Tonight is one of those nights that can be dangerous. I had a very filling dinner of soup and salad and then afterwards a friend of ours was doing a poetry reading at one of our favorite places, Atomic Cowboy, so we headed that direction. Now, I have a hard time with poetry. This irritates me to no end because I love books, words, art, and music. I just don’t get poetry. I don’t understand what they are trying to tell me. I do appreciate it because I think it takes guts to stand up on stage and tell people your most intimate thoughts. I compare it to me getting behind a mic and just reading stuff from my journal. Uh, no thanks. I don’t even want to re-read some of that stuff let alone read it to people. At least I had Kyle there to translate for me so I wasn’t at a complete loss.
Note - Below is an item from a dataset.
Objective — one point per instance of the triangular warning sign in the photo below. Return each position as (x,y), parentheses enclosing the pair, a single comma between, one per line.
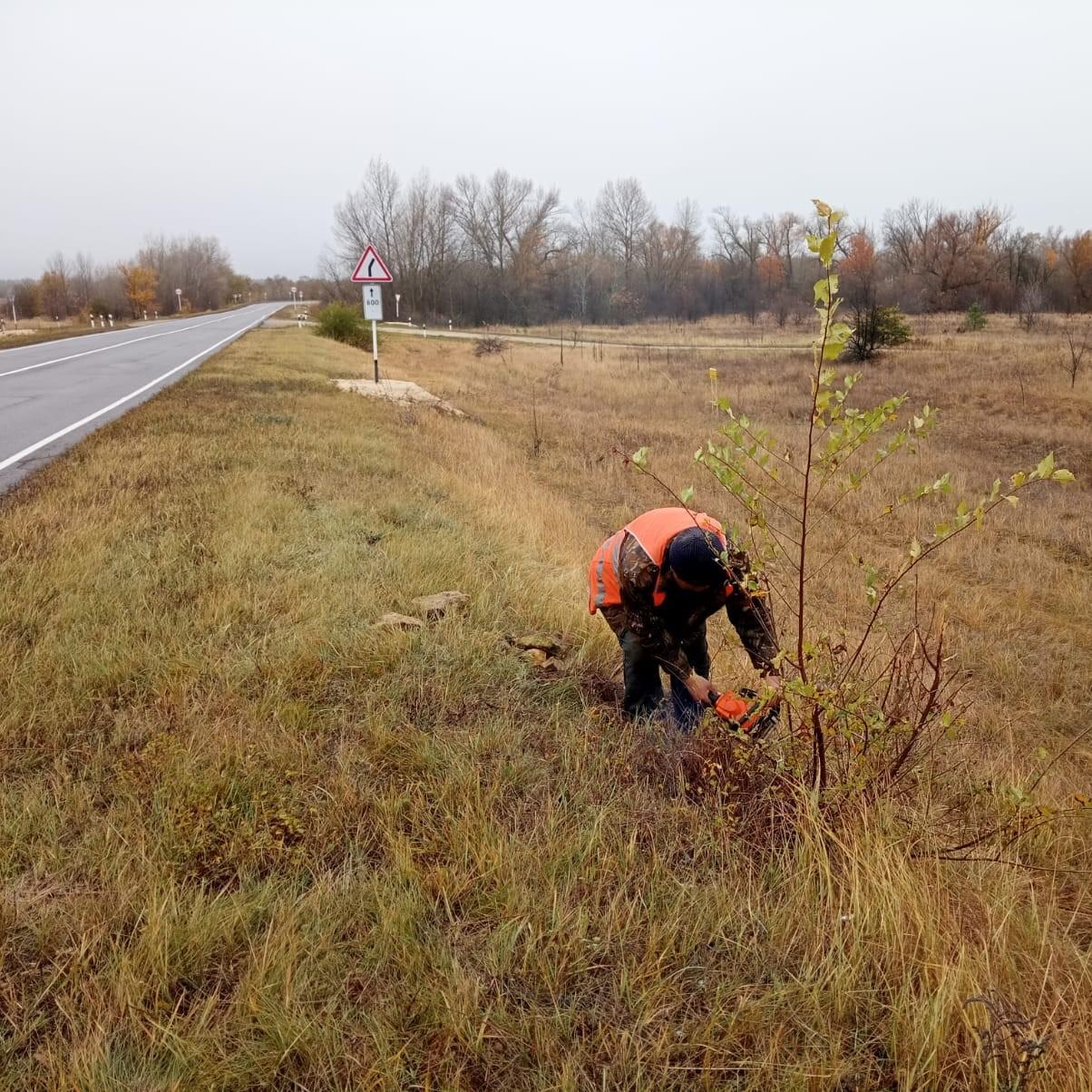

Anyway, Atomic Cowboy is one of our favorite places because we love the owners and, of course, the food is so good. We were good though and just had a couple of cocktails to blend in with the crowd.
So we get home and I’m on the prowl.
I want cheese... no pickles... no chocolate...oh I wish we had chips.
Okay, so I don’t know what I want, but I know it’s something to eat.
Maybe if I open the refrigerator one more time something will appear that I didn’t see before.
Nope, same stuff.
Two oranges and plenty of nuts.
But, I’m tired of those and miss the days that I could have nachos on a whim.
Then, I remind myself that our once a month weigh in is coming up and I don’t want to blow it the week before. Sigh... Okay, I won’t eat anything, well maybe some cashews and four little chocolate chips, but that’s it. My only defense is to brush my teeth. So that’s what I’ll do, and then go to bed.
I say this with a frown and dripping with sarcasm, yay me.